Related reads: Why Your Data Should Stay on Your Laptop for the local-first case, Demystifying Delta Lake for the open format under the catalog, and Virtual Flow Tables for what catalog entries can be beyond a stored file.
Frequently asked questions
- Do I have to learn SQL to use the catalog?
- No. You can register tables, browse them, preview their data, and read them into a flow without writing a line of SQL. SQL is there as an option in the catalog's editor for ad-hoc queries, but it's never the only path.
- What happens to my data if I stop using Flowfile?

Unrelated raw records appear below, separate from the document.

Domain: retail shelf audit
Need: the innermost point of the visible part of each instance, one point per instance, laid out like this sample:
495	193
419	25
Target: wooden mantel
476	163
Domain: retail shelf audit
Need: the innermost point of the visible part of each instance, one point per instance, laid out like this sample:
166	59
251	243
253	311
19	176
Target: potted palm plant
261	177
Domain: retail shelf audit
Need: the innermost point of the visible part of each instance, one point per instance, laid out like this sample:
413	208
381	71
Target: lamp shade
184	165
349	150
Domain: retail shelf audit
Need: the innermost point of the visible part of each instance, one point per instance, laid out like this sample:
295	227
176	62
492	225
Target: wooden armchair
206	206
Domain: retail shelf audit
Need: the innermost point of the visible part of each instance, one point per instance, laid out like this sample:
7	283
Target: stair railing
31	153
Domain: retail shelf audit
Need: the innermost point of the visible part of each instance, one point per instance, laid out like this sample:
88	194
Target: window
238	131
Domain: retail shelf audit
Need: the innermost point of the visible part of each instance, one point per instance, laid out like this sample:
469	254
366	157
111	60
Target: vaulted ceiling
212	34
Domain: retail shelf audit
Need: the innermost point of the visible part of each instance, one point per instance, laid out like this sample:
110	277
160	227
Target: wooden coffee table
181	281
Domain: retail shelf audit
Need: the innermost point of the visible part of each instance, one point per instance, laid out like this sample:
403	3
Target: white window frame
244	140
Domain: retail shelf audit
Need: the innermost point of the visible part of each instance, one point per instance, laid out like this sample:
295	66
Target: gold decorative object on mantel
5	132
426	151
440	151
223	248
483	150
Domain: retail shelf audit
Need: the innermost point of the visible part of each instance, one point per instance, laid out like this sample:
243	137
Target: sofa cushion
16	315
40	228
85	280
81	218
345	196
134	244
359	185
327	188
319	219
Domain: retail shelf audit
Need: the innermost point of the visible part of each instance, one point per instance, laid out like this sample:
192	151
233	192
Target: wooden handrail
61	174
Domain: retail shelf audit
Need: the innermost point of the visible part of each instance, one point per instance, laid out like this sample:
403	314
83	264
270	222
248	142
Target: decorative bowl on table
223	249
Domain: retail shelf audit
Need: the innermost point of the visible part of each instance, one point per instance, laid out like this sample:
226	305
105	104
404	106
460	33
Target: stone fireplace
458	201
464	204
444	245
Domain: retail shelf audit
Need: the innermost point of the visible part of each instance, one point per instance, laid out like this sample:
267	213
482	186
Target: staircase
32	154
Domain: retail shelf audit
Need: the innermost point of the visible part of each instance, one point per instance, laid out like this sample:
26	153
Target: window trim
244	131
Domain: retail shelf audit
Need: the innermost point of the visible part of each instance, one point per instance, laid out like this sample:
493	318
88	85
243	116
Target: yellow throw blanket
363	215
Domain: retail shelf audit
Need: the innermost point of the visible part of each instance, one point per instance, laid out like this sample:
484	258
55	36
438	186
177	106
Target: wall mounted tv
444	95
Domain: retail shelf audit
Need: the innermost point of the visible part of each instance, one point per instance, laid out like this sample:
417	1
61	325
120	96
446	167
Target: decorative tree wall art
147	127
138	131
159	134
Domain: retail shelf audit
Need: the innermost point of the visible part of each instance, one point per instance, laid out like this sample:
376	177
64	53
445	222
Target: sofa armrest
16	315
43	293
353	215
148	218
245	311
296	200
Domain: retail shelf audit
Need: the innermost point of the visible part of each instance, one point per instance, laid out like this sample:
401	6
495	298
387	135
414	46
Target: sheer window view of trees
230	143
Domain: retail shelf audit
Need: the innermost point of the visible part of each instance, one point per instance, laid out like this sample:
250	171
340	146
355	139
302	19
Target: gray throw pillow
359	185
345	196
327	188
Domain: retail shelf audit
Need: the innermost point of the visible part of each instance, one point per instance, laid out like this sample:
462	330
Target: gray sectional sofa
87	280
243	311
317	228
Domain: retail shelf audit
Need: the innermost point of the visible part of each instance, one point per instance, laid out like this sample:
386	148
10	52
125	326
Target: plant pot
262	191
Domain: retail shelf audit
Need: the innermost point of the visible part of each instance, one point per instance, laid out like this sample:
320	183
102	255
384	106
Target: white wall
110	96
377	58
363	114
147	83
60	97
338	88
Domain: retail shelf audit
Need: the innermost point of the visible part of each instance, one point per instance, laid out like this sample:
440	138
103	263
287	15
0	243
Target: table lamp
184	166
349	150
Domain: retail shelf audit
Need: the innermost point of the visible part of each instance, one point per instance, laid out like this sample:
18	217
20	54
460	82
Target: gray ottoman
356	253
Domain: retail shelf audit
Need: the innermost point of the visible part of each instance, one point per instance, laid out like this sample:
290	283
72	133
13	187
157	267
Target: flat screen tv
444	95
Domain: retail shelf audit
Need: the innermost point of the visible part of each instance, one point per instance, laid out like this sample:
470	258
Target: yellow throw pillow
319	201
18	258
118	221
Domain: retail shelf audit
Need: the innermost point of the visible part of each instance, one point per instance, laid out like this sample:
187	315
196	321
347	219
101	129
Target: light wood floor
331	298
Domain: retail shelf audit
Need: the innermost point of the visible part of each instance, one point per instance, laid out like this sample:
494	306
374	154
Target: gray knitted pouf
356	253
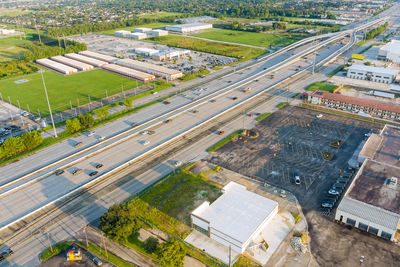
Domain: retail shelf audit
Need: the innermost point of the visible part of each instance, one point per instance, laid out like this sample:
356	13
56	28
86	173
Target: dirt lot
291	140
335	245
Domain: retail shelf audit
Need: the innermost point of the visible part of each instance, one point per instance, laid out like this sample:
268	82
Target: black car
98	165
93	173
59	172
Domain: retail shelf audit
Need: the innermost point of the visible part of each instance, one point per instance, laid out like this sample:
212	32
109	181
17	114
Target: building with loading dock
372	202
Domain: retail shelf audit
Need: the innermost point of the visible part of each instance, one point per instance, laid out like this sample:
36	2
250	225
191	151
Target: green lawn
241	52
321	86
155	25
249	38
62	89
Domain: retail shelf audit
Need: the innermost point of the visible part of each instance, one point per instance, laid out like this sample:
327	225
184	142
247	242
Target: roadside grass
263	116
282	104
177	195
62	89
57	248
241	52
332	73
224	141
249	38
321	86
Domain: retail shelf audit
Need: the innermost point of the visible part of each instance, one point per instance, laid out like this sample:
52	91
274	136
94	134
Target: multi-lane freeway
31	192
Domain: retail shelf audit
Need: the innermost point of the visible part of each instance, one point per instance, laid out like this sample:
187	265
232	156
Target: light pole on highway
48	103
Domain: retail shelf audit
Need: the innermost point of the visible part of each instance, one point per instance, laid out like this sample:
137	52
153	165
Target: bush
150	245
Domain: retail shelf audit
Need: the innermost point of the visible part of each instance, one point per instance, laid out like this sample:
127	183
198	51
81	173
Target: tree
171	253
72	126
31	140
150	245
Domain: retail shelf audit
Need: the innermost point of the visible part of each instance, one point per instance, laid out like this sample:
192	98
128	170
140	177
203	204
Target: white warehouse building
370	73
236	218
390	52
372	201
188	27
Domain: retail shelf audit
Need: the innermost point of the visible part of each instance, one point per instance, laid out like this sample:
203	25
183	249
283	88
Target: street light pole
48	103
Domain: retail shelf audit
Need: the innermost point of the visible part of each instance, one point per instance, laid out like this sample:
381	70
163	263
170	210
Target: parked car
93	173
59	172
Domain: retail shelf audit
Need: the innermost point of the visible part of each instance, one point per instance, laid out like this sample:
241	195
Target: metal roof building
372	202
64	69
72	63
235	218
88	60
138	75
99	56
169	74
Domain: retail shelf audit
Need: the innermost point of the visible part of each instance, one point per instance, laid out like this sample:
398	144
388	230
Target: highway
37	186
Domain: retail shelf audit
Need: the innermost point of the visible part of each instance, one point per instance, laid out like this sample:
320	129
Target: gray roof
369	212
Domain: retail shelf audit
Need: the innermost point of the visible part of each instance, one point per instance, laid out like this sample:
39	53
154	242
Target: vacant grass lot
249	38
241	52
321	86
62	89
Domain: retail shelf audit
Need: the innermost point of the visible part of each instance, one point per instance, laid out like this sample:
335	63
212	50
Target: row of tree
120	222
19	144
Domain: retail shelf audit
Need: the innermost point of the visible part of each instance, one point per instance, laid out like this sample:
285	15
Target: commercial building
372	202
88	60
355	104
236	218
72	63
146	51
166	73
64	69
99	56
143	30
189	27
370	73
157	33
390	52
138	75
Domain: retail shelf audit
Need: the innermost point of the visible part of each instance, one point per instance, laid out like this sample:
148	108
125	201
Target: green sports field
62	89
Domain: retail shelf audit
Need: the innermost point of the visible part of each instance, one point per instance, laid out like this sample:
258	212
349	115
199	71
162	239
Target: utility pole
48	103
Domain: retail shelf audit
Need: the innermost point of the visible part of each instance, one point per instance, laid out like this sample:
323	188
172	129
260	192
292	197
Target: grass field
321	86
241	52
62	89
154	25
249	38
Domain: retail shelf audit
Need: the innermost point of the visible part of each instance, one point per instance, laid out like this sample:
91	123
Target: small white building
236	218
157	33
189	27
142	30
370	73
390	52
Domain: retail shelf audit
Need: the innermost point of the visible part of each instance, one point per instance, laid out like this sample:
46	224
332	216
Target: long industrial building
72	63
64	69
372	202
99	56
138	75
166	73
88	60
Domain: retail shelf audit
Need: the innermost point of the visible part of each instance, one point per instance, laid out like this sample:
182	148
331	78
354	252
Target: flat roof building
370	73
72	63
64	69
188	27
138	75
88	60
235	218
168	74
372	202
390	52
99	56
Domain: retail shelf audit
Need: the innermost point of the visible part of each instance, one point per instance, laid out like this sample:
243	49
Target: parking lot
291	141
124	47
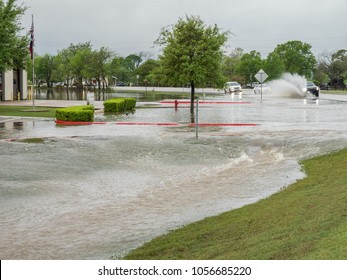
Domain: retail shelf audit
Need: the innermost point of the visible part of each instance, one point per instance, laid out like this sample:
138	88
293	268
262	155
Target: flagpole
33	59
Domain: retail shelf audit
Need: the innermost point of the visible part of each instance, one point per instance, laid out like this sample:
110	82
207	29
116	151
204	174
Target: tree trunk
192	97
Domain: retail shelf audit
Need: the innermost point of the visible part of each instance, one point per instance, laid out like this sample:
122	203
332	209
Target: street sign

- Nothing — your data is stored in open Delta Lake format on your own disk. Delta is just Parquet files plus a small JSON transaction log; both are public specifications. You can read every catalog table from DuckDB, Polars, Pandas, Spark, or any other tool that speaks Parquet, with no migration step.
- Do I need to understand Delta Lake to use the catalog?
- Not at all. Delta is the storage layer that powers versioning and time travel under the hood, but you only need to interact with table names. If you ever want the deeper version-history features, they're there. If you don't, the defaults are fine.
- Can I use other tools alongside the Flowfile catalog?
- Yes. The catalog tables live in plain folders on your machine (under `~/.flowfile/catalog_tables/`), and any tool that reads Parquet or Delta can open them directly. You don't have to choose between Flowfile and the rest of your stack.
- What if I outgrow my laptop and need to move to a warehouse?
- Copy the Delta tables up. Snowflake, Databricks, BigQuery, and DuckDB all read Delta directly. The catalog metadata (table names, schemas, run history) is portable too — but the important point is that the data isn't trapped in a Flowfile-specific format, because there isn't one.